Two Critical Tax Updates for Lancaster County Businesses
Lancaster County businesses should be aware of two updates to local and federal tax rules. Ignoring these changes could have a significant impact on your bottom line.
New Enforcement Guidelines for Lancaster County Quarterly Estimated Tax Payments
Due to a large number of taxpayers who have chosen not to file quarterly returns and pay estimated tax due, the Lancaster County Tax Collection Bureau (LCTCB) plans to more closely monitor and enforce compliance deadline compliance.
The rule applies to all taxpayers with earned income or net profits not subject to employer withholdings. Taxpayers who fail to make prompt, quarterly estimated payments will be subject to interest, penalties and fines.
The good news, however, is that because the enforcement notice went into effect June 1, 2015, taxpayers won’t be charged interest or penalties for missing the first and second quarterly payments of the year, so long as the estimated taxes for the first three quarters is paid by Oct. 30, 2015.
Some taxpayers may have accidentally received a balance due letter notifying them of interest, penalties and fees for failing to submit estimated payments for the 2014 tax year. If you have not paid, the LCTCB asks that you not pay those erroneous bills. If you have paid, expect approximately 6 to 8 weeks for the LCTCB to process your refund.
Small Businesses Lose Health Care Break (Again)
Businesses reimbursing workers for Medicare or individual health insurance policies are once again facing the prospect of having to shell out a $100-a-day-per-employee excise tax to the federal government.
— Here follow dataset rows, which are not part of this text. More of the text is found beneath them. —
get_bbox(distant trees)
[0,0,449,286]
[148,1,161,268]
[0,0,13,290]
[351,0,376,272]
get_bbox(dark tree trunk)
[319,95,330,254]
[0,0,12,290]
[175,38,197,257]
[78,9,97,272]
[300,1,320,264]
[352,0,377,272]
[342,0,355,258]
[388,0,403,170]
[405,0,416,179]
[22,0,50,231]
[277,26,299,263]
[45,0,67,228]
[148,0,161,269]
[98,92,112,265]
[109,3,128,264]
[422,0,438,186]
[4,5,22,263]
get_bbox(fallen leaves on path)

The IRS had temporarily waived the tax for firms with fewer than 50 full-time-equivalent employees, but the waiver expired on June 30, 2015. The federal tax collection agency has taken the position that employer-paid policy reimbursement payments skirt the spirit of the Affordable Care Act.
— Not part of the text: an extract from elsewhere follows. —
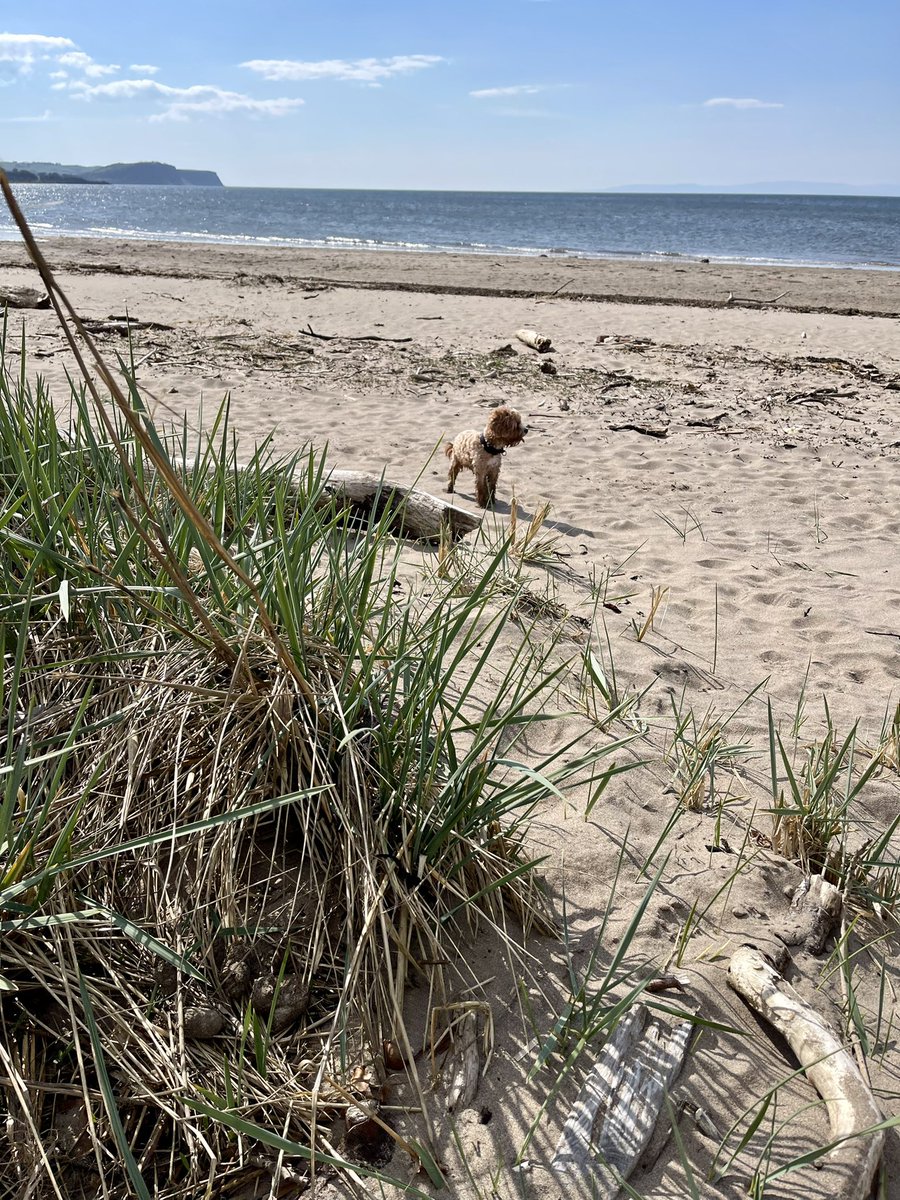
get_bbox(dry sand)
[0,240,900,1198]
While the IRS has not issued any statements on whether waivers will be extended in the future, S corporations can continue to reimburse owners or shareholders with more than 2 percent equity for their insurance premiums without fear of having to pay the excise tax. It is uncertain, however, how much longer S corps will enjoy this freedom.
Legislation has been introduced in the House and Senate that would allow small employers to continue these types of reimbursement plans on a pretax basis.